A senior Democratic lawmaker said on Thursday he would push to pass legislation to repeal a three-year-old U.S. ban on Internet gambling that has hurt trade ties with European Union.
Work on drafting the legislation should be completed this month, a House aide said.
Congress attempted in 2006 to quash online gambling in the United States by barring businesses from knowingly accepting payments in connection with unlawful Internet gambling, including payments made through credit cards, electronic fund transfers and checks.
European online companies lost billions in market value after the Unlawful Internet Gambling Enforcement Act became law and they withdrew from the U.S. market.

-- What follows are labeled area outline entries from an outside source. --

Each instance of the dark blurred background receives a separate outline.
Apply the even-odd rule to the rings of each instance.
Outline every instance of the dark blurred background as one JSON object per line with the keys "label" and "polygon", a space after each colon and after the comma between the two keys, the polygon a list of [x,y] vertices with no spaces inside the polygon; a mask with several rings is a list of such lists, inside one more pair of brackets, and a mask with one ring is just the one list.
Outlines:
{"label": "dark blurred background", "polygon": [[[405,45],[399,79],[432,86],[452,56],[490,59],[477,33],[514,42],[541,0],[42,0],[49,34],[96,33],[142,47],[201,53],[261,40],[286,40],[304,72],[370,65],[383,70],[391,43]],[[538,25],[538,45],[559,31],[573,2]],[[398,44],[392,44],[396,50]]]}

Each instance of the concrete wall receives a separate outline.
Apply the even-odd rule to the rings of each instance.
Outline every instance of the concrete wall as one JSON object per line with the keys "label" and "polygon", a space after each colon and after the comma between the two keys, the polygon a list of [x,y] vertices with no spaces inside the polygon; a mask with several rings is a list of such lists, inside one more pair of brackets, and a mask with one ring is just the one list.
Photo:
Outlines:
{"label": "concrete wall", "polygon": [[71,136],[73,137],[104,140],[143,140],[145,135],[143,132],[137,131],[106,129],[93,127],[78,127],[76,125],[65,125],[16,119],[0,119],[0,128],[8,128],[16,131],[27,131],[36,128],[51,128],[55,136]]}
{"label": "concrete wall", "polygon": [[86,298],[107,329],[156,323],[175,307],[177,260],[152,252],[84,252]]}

Supporters of the ban, which was enacted when Republicans still controlled Congress and the White House, argued that offshore Internet gambling websites take billions of dollars out of the U.S. economy, damage families and serve as vehicles for money laundering.
Advocates of lifting the ban say it is impingement of personal liberty and estimate the United States could raise nearly $52 billion in revenue over the next decade by taxing and regulating Internet gambling instead.
Meanwhile, the London-based Remote Gambling Association has accused the U.S. Justice Department of singling out European online gambling companies like PartyGaming and 888.com for prosecution while allowing U.S. companies to operate freely.
The European Commission, acting on an industry petition, began a formal investigation into that issue last year and is expected to release a report soon saying it has grounds to take action at the World Trade Organization.